Two more villains, and we make an end. The first of them was the bold Dick Turpin. Have the achievements of Dick Turpin crossed the ocean? Surely they have, if only in the pages of the “Pickwick Papers,” where Sam Weller sings part of a song written in praise of the highwayman. The verses are generally believed to be by Charles Dickens himself, but that is not so. They are by James or Horace Smith, or both, the authors of the “Rejected Addresses,” and are the two opening stanzas of a long poem. Dick Turpin lived for a time at a house in Hackney Marsh, near a tavern and a cockpit, and passed for a sporting gentleman free with his money. Few highwaymen were so successful as the gallant rider of Black Bess, and very, very few arrived, as he did, at the age of thirty-four before undertaking that drive to Tyburn Tree, which was the concluding act in his profession. Indeed, the grand climacteric for a highwayman seems to have been twenty-four.

The other villain for whom Hackney blushes was a native of Homerton. This was none other than the famous “Jack the Painter,” who formed the bold design of setting fire to all the dockyards in the country.

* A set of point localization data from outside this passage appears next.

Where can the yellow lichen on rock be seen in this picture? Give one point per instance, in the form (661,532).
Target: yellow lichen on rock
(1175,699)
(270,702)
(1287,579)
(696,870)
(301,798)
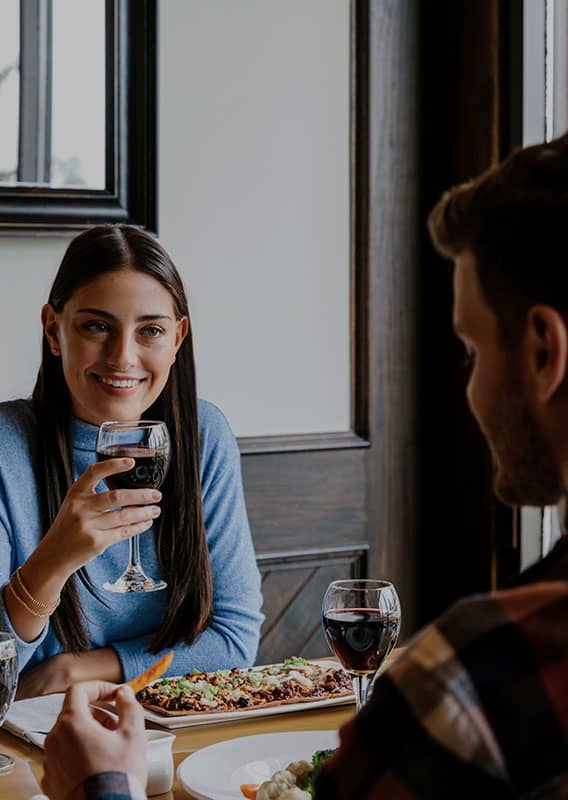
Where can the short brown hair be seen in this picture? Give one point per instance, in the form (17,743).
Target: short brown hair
(514,219)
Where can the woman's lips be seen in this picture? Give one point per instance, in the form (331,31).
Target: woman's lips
(118,385)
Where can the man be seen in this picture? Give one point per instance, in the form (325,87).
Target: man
(477,705)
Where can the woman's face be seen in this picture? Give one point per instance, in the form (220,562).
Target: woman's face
(117,338)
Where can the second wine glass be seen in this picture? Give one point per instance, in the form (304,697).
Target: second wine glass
(148,443)
(361,622)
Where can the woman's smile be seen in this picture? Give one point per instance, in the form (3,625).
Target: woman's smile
(117,337)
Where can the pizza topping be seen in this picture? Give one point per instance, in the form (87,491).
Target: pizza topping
(227,690)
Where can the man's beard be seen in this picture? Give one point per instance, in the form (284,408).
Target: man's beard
(525,470)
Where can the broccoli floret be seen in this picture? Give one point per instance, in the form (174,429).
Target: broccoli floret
(318,760)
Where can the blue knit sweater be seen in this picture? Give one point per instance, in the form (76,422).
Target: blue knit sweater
(131,619)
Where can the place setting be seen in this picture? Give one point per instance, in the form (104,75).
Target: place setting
(361,623)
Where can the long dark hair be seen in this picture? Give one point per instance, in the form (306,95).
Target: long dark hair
(181,543)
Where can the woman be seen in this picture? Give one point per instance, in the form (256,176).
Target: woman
(117,345)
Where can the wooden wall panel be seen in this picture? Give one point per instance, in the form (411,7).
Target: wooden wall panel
(293,592)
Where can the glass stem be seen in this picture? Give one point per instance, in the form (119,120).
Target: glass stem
(134,555)
(361,685)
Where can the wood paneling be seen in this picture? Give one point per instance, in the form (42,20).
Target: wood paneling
(465,535)
(293,591)
(341,504)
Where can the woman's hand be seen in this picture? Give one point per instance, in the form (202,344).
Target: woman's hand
(87,523)
(85,741)
(59,673)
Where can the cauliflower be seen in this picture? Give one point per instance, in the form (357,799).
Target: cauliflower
(285,783)
(294,793)
(300,770)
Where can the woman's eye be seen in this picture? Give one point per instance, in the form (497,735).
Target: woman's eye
(153,331)
(96,326)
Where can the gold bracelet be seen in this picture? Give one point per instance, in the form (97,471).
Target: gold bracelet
(45,609)
(49,607)
(23,603)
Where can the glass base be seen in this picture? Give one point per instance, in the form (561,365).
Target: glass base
(133,580)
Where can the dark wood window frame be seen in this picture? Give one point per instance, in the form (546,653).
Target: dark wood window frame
(130,140)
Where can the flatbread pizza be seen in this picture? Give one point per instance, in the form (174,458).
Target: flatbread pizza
(294,681)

The story of his attempt in Portsmouth Dockyard, and of his failure and trial, forms one of the most singular chapters in the criminal history of the last century. He was executed in 1776, and his body hung in chains on the shore near Portsmouth for a great many years. I have myself conversed with persons who could remember the gibbet of Jack the Painter, and his blackened, tarred remains dangling in chains. But they were old men, and they were seafaring men. And when the mariner grows old his memory lengthens and strengthens and spreads.


XI

ON SPORTS AND PASTIMES


XI
ON SPORTS AND PASTIMES

WE have dwelt so long on the melancholy pictures of the houseless and the starving that there is danger of falling hastily into the conclusion that East London is the favorite residence of Poverty, Misery, and Necessity—those Furies three. We must not think this. East London is, as I have said before, above all things the city of the working-man—the greatest city of the respectable working-man in the whole world. Fortunately he is, for the most part, in good and steady work. Those are not his daughters who march arm in arm down Brook Street, lifting the hymn, which has no words, of irrepressible youth; nor are those his sons who hang about the corners of the streets near the public house; nor has he any connection with the shuffling, ragged outcasts whom we call the submerged.